Friday, June 12, 2020

Puppet Acceptance Tests, the hard way (part 1)

The first in a series of posts about build acceptance test infrastructure for my team's Puppet.

This first post is a mainly background, thoughts, and ranting.  It's been quite cathartic writing it but probably not super useful.  If you just want to see some tech stuff, skip to the next post.

Here is (will be) related posts, as I write them:
  1. ... There aren't any yet, this is the first one.

Testing @ LMAX

Our Development team has an amazing CI and Staging of their own (my team doesn't use it, we just keep it running).  They've been iterating over their CI/CD toolkit for 10+ years, and while bits and pieces have been swapped out and replaced with other components, it's essentially the same.  It helps enormously when you have a culture of continuous delivery instilled in your development team from the get-go, rather than trying to add CI in later.

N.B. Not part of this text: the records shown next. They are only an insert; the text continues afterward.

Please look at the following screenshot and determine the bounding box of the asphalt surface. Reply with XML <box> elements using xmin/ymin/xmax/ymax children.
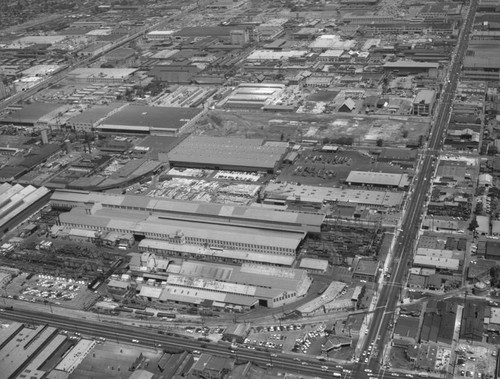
<box><xmin>355</xmin><ymin>1</ymin><xmax>479</xmax><ymax>378</ymax></box>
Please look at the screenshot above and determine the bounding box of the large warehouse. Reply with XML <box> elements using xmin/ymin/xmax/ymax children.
<box><xmin>59</xmin><ymin>205</ymin><xmax>305</xmax><ymax>256</ymax></box>
<box><xmin>167</xmin><ymin>135</ymin><xmax>288</xmax><ymax>173</ymax></box>
<box><xmin>0</xmin><ymin>103</ymin><xmax>65</xmax><ymax>127</ymax></box>
<box><xmin>97</xmin><ymin>104</ymin><xmax>204</xmax><ymax>135</ymax></box>
<box><xmin>0</xmin><ymin>183</ymin><xmax>51</xmax><ymax>238</ymax></box>
<box><xmin>138</xmin><ymin>239</ymin><xmax>296</xmax><ymax>266</ymax></box>
<box><xmin>50</xmin><ymin>189</ymin><xmax>324</xmax><ymax>233</ymax></box>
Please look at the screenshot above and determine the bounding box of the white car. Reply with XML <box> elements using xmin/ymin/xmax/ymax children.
<box><xmin>132</xmin><ymin>339</ymin><xmax>139</xmax><ymax>343</ymax></box>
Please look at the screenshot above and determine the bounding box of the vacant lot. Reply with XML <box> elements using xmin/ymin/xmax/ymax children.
<box><xmin>195</xmin><ymin>110</ymin><xmax>429</xmax><ymax>146</ymax></box>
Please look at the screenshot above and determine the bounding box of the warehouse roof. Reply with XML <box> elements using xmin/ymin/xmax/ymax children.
<box><xmin>246</xmin><ymin>50</ymin><xmax>307</xmax><ymax>61</ymax></box>
<box><xmin>51</xmin><ymin>189</ymin><xmax>323</xmax><ymax>233</ymax></box>
<box><xmin>299</xmin><ymin>258</ymin><xmax>328</xmax><ymax>272</ymax></box>
<box><xmin>138</xmin><ymin>239</ymin><xmax>295</xmax><ymax>266</ymax></box>
<box><xmin>67</xmin><ymin>103</ymin><xmax>125</xmax><ymax>125</ymax></box>
<box><xmin>168</xmin><ymin>135</ymin><xmax>287</xmax><ymax>171</ymax></box>
<box><xmin>67</xmin><ymin>68</ymin><xmax>137</xmax><ymax>80</ymax></box>
<box><xmin>0</xmin><ymin>103</ymin><xmax>64</xmax><ymax>125</ymax></box>
<box><xmin>383</xmin><ymin>61</ymin><xmax>439</xmax><ymax>69</ymax></box>
<box><xmin>416</xmin><ymin>248</ymin><xmax>464</xmax><ymax>260</ymax></box>
<box><xmin>60</xmin><ymin>207</ymin><xmax>305</xmax><ymax>250</ymax></box>
<box><xmin>100</xmin><ymin>105</ymin><xmax>202</xmax><ymax>132</ymax></box>
<box><xmin>413</xmin><ymin>89</ymin><xmax>436</xmax><ymax>104</ymax></box>
<box><xmin>379</xmin><ymin>148</ymin><xmax>418</xmax><ymax>162</ymax></box>
<box><xmin>394</xmin><ymin>316</ymin><xmax>420</xmax><ymax>339</ymax></box>
<box><xmin>413</xmin><ymin>255</ymin><xmax>460</xmax><ymax>270</ymax></box>
<box><xmin>345</xmin><ymin>170</ymin><xmax>410</xmax><ymax>187</ymax></box>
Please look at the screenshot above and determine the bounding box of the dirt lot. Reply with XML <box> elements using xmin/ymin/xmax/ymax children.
<box><xmin>390</xmin><ymin>346</ymin><xmax>414</xmax><ymax>370</ymax></box>
<box><xmin>454</xmin><ymin>343</ymin><xmax>497</xmax><ymax>378</ymax></box>
<box><xmin>194</xmin><ymin>110</ymin><xmax>429</xmax><ymax>146</ymax></box>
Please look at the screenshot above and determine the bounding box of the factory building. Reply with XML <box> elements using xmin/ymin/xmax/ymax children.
<box><xmin>0</xmin><ymin>183</ymin><xmax>51</xmax><ymax>238</ymax></box>
<box><xmin>58</xmin><ymin>205</ymin><xmax>305</xmax><ymax>256</ymax></box>
<box><xmin>138</xmin><ymin>239</ymin><xmax>296</xmax><ymax>267</ymax></box>
<box><xmin>50</xmin><ymin>189</ymin><xmax>324</xmax><ymax>233</ymax></box>
<box><xmin>131</xmin><ymin>257</ymin><xmax>311</xmax><ymax>309</ymax></box>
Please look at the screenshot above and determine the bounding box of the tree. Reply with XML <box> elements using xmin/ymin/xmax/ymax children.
<box><xmin>376</xmin><ymin>138</ymin><xmax>383</xmax><ymax>147</ymax></box>
<box><xmin>468</xmin><ymin>216</ymin><xmax>479</xmax><ymax>232</ymax></box>
<box><xmin>402</xmin><ymin>130</ymin><xmax>409</xmax><ymax>138</ymax></box>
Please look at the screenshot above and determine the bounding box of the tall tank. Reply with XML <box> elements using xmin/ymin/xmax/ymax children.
<box><xmin>64</xmin><ymin>139</ymin><xmax>73</xmax><ymax>153</ymax></box>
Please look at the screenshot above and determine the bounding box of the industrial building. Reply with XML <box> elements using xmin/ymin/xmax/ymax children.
<box><xmin>50</xmin><ymin>189</ymin><xmax>324</xmax><ymax>233</ymax></box>
<box><xmin>412</xmin><ymin>89</ymin><xmax>436</xmax><ymax>116</ymax></box>
<box><xmin>66</xmin><ymin>102</ymin><xmax>125</xmax><ymax>132</ymax></box>
<box><xmin>0</xmin><ymin>102</ymin><xmax>65</xmax><ymax>127</ymax></box>
<box><xmin>264</xmin><ymin>182</ymin><xmax>404</xmax><ymax>208</ymax></box>
<box><xmin>138</xmin><ymin>239</ymin><xmax>296</xmax><ymax>266</ymax></box>
<box><xmin>220</xmin><ymin>83</ymin><xmax>285</xmax><ymax>110</ymax></box>
<box><xmin>0</xmin><ymin>183</ymin><xmax>51</xmax><ymax>238</ymax></box>
<box><xmin>0</xmin><ymin>322</ymin><xmax>67</xmax><ymax>379</ymax></box>
<box><xmin>97</xmin><ymin>104</ymin><xmax>203</xmax><ymax>135</ymax></box>
<box><xmin>66</xmin><ymin>68</ymin><xmax>138</xmax><ymax>83</ymax></box>
<box><xmin>345</xmin><ymin>171</ymin><xmax>410</xmax><ymax>188</ymax></box>
<box><xmin>382</xmin><ymin>61</ymin><xmax>439</xmax><ymax>78</ymax></box>
<box><xmin>167</xmin><ymin>135</ymin><xmax>288</xmax><ymax>173</ymax></box>
<box><xmin>58</xmin><ymin>205</ymin><xmax>306</xmax><ymax>256</ymax></box>
<box><xmin>131</xmin><ymin>256</ymin><xmax>311</xmax><ymax>309</ymax></box>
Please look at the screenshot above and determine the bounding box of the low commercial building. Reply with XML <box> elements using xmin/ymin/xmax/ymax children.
<box><xmin>345</xmin><ymin>171</ymin><xmax>410</xmax><ymax>188</ymax></box>
<box><xmin>393</xmin><ymin>316</ymin><xmax>420</xmax><ymax>346</ymax></box>
<box><xmin>352</xmin><ymin>259</ymin><xmax>379</xmax><ymax>282</ymax></box>
<box><xmin>378</xmin><ymin>148</ymin><xmax>418</xmax><ymax>163</ymax></box>
<box><xmin>413</xmin><ymin>256</ymin><xmax>460</xmax><ymax>271</ymax></box>
<box><xmin>486</xmin><ymin>240</ymin><xmax>500</xmax><ymax>261</ymax></box>
<box><xmin>67</xmin><ymin>228</ymin><xmax>98</xmax><ymax>243</ymax></box>
<box><xmin>299</xmin><ymin>258</ymin><xmax>328</xmax><ymax>273</ymax></box>
<box><xmin>190</xmin><ymin>354</ymin><xmax>234</xmax><ymax>379</ymax></box>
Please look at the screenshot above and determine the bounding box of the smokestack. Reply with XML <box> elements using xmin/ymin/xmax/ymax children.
<box><xmin>41</xmin><ymin>129</ymin><xmax>49</xmax><ymax>145</ymax></box>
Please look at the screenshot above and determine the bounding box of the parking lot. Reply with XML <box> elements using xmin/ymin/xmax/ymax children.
<box><xmin>454</xmin><ymin>344</ymin><xmax>496</xmax><ymax>379</ymax></box>
<box><xmin>241</xmin><ymin>323</ymin><xmax>329</xmax><ymax>356</ymax></box>
<box><xmin>5</xmin><ymin>273</ymin><xmax>99</xmax><ymax>310</ymax></box>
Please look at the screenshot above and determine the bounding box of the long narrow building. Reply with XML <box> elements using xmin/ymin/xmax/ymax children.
<box><xmin>50</xmin><ymin>189</ymin><xmax>325</xmax><ymax>233</ymax></box>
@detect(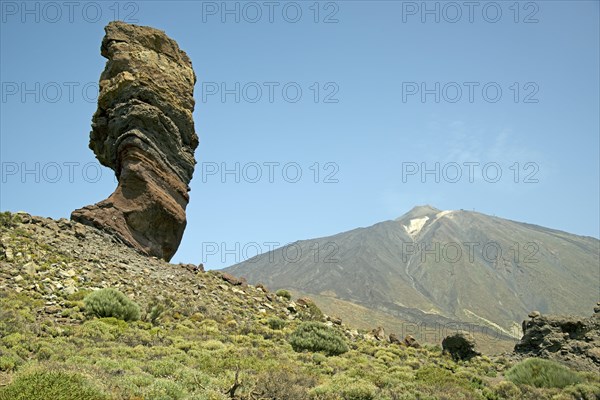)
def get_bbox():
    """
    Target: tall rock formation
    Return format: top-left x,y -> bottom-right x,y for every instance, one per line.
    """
71,21 -> 198,261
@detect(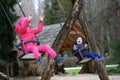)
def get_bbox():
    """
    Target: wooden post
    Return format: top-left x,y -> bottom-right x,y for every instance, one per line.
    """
79,12 -> 109,80
96,62 -> 109,80
41,59 -> 55,80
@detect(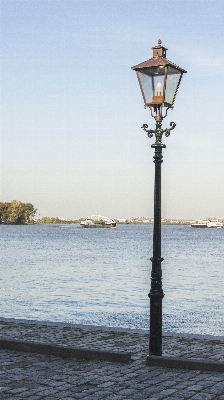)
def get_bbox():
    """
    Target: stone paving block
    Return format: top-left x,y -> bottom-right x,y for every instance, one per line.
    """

It is very mature, and while it's not perfect and there's many things I'd like to improve, it is a lot better than others.  Every now and then someone moves on and gets to experience how other company's do their testing.  When meeting up for beers a few months later, often the feedback goes something like "No one does it as good as LMAX".  It's nice to hear, it's nice to be validated, but it's also nice to know there are others that would give us a run for our money.

Over on my side where the infrastructure is, things are not as rosy as my coder colleagues.  We are primarily designers and builders; hardware experts, systems and networking specialists.  We're not developers, but we do code to an extent.

We've used Puppet for about 8 years, however the testing of our Puppet code has been lacking; highlighted more so when I glance up from my desk at the 60" TVs displaying the Dev team's CI results in real time.

Puppet describes the vast majority of our operating systems, and I would say we are on the Power User side of the community.  Our Puppet configures complex storage and networking, makes BIOS and performance tuning changes, and drives the monitoring of our server infrastructure.

Such complexity without tests slowed us down; catalog compilation failures, missing Hiera data.  Stuff that works for 90% of machines, but then there's these few exceptions.  Touch one thing over here, and something all the way over there breaks.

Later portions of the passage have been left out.